Contrairement à ses affirmations, son putsch a eu lieu après un premier semestre 2023 particulièrement encourageant en matière de lutte contre les jihadistes. Le président Mohamed Bazoum avait fait preuve d’un réel volontarisme dans la lutte contre les groupes armés terroristes (GAT) depuis son élection en 2021, engrangeant des résultats positifs. Entre 2021 et 2023, le budget de la Défense avait doublé pour atteindre quelque 668 millions d’euros, soit 13,5 % du budget national, ce qui est considérable au regard du contexte économique marqué par la récession. Le nombre d’opérations menées par les Forces Armées Nigériennes (FAN) avait augmenté de 32 % pour le seul premier semestre 2023 ; on a ainsi pu observer une chute de 49 % des attaques visant les civils et une baisse de 16 % du nombre de victimes parmi les populations. Tout cela a été possible grâce à l’augmentation des effectifs au sein des Forces de Défense et de Sécurité ainsi qu’à l’amélioration de leur capacité logistique.  

Toute chose qu’Abdourahamane Tiani ne montre pas une envie excessive de réaliser. Non seulement, il ne dispose d’aucune réelle influence sur l’appareil sécuritaire du pays mais il est peu apprécié des autres putschistes qui l’attendent au tournant. En d’autres termes, le chef de la junte nigérienne est perçu par bon nombre de chefs militaires comme un arriviste, inflexible, incompétent, qui a favorisé le recrutement des membres de son ethnie, les Haoussa, dans la garde présidentielle, au détriment des autres composantes ethniques, constituant ainsi une source de frustration propice aux tensions intercommunautaires.

Reste que le Niger est un État faible, en proie à des violences jihadistes dans l’ouest et le sud-est, incapable de faire face seul aux défis sécuritaires.
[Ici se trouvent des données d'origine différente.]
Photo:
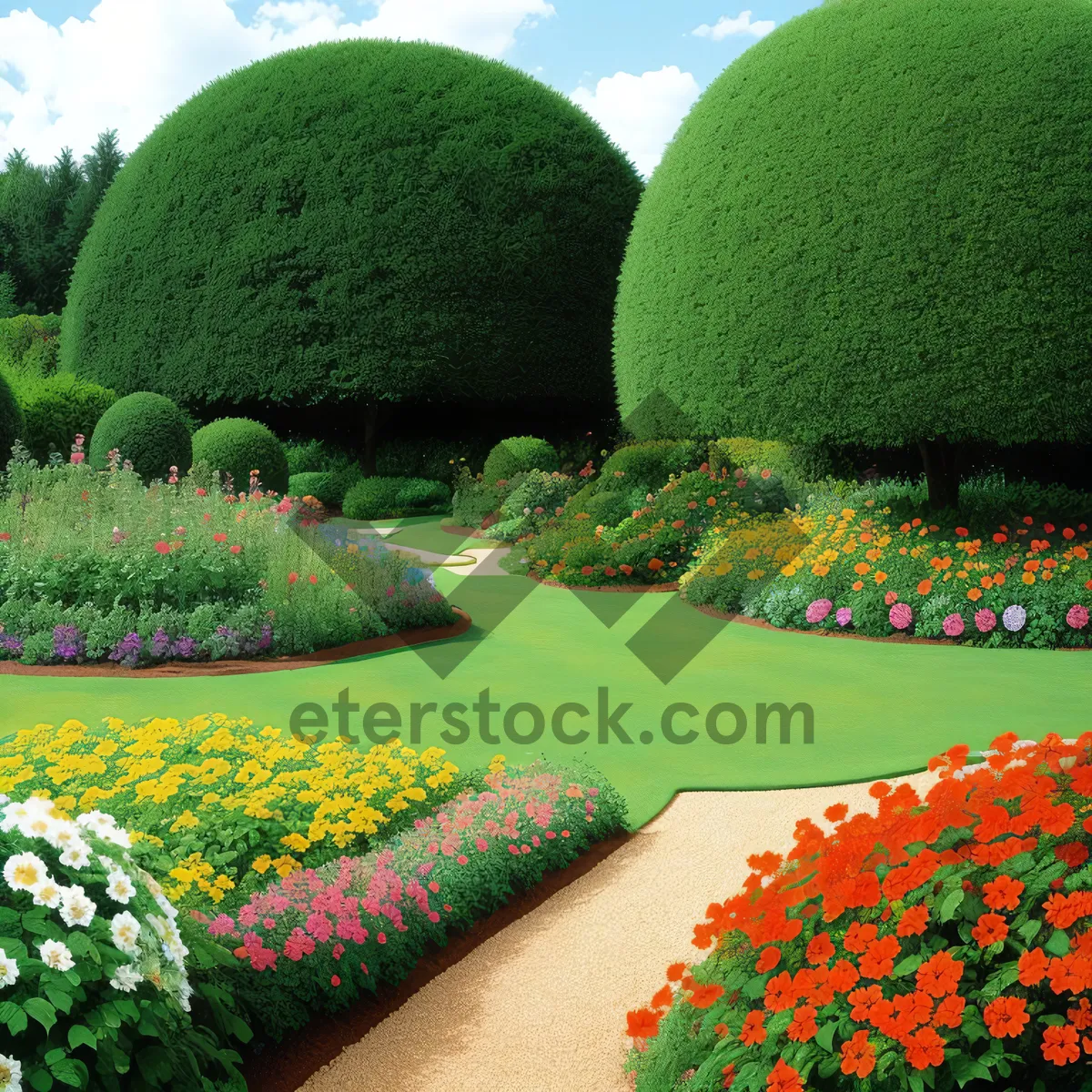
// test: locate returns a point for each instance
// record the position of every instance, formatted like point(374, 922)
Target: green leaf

Ce ne sont ni les mercenaires russes de Wagner ni encore moins les Gardiens de la révolution iranienne qui sortiront une solution miracle de leurs poches afin d’épargner à la région de sombrer dans le chaos. D’autant que la menace s’est propagée vers les pays du golfe de Guinée et risque d’atteindre les côtes européennes. Déjà, le régime militaire nigérien a abrogé une loi votée en 2015, criminalisant le trafic illicite des migrants au Niger, plaque tournante de ce trafic vers l’Europe via la Libye ou l’Algérie voisines. Votée le 26 mai 2015 par l’Assemblée nationale, cette loi contre les trafiquants de migrants prescrivait des peines « d’un à trente ans de prison » et « des amendes de trois à trente millions de francs CFA » (4 500 à 45 000 euros) contre les trafiquants. 

Depuis son entrée en vigueur, et avec l’appui financier de l’Union européenne (UE), la surveillance, y compris militaire, avait été renforcée dans le désert de la région d’Agadez (nord), important point de transit pour de milliers de ressortissants ouest-africains candidats à l’émigration vers l’Europe, via l’Algérie ou la Libye. Des dizaines de personnes travaillant dans les réseaux de la migration clandestine ont été arrêtées et emprisonnées, de nombreux véhicules de convoyeurs de migrants confisqués.

Même si l’ONU a curieusement reconnu les membres de la junte comme les autorités légales du pays, on aurait tort de continuer à les laisser mettre la sécurité de la région en danger, avec leurs choix stratégiques hasardeux. La question est de savoir le nom de l’entité qui a donné mandat aux militaires nigériens pour décider de l’avenir du pays. À notre connaissance et jusqu’à preuve du contraire, ces derniers ne représentent que leurs propres intérêts. La seconde question qui mérite d’être soulevée est simple : à supposer que les Américains refusent de retirer leurs soldats du Niger, au nom de la lutte contre le jihadisme, ce qui est fort probable, leur présence dans le pays serait-elle illégale parce qu’une autorité illégitime l’a décidé ? Toutes ces questions demeurent posées et méritent un vrai débat de fond. Car si l’on cède aux injonctions des putschistes, si on se plie à leurs caprices, ce sera la fin de la chose instituée et le retour à la jungle. À nos risques et périls.